I dropped both of these whole-archives... and I was able to delete all the attribute __weak stuff that you added for zfs which conflicted.

stand/libsa/zfs/zfsimpl.c
163

All the attribute((weak))s from this file

sys/cddl/boot/zfs/blkptr.c
46

and this one too.

@imp thank for looking into this! And cherry-picking stuff to reduce this are totally cool with me. :) I forgot to mention that the "whole-archive" was an empirical workaround for some weird linking "symbol not found issues" with LTO enabled that I could not overcome or explain otherwise. I am not 100% sure if this some deficiency of LTO in lld's version that we have in 13.1 that I was experimenting with and if it fixed in -current.
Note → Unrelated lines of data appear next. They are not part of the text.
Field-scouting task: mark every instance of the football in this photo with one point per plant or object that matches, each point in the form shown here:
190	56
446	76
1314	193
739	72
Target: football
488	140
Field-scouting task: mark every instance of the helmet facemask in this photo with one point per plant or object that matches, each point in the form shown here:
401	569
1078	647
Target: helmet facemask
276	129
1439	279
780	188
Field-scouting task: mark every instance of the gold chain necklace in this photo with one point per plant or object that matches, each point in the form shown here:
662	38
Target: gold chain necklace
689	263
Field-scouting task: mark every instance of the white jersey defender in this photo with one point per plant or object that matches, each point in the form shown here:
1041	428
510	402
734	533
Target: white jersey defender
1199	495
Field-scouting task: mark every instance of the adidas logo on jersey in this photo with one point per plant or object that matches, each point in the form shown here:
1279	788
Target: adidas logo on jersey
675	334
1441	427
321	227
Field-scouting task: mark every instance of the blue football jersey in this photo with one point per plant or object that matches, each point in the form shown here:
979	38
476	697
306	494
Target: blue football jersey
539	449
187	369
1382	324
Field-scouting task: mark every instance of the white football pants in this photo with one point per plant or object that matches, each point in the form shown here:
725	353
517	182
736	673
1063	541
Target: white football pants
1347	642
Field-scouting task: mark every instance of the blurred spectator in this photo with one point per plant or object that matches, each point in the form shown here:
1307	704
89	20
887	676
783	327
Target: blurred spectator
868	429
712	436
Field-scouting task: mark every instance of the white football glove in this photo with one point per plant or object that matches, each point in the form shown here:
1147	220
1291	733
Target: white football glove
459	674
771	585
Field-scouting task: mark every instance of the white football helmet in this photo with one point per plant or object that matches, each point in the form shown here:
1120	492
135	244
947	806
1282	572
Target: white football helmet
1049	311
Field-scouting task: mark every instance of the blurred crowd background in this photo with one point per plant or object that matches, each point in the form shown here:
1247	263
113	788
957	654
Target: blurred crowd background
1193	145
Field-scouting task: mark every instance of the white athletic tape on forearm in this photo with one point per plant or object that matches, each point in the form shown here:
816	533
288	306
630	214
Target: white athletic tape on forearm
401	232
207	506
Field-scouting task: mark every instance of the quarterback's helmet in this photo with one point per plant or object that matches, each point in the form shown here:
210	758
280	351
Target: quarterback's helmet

I was planning to setup full fledged -current build environment to see if it's really needed, but it got boggled down by some 3-weeks travelling spree going at the moment (still ongoing).

The "whole-archive" adverse effects are offset by the symbol versioning, so anything not referenced is simply dropped by the linker, which I actually verified. I should be back to my office in about 2 weeks and plan to picking this up where we left.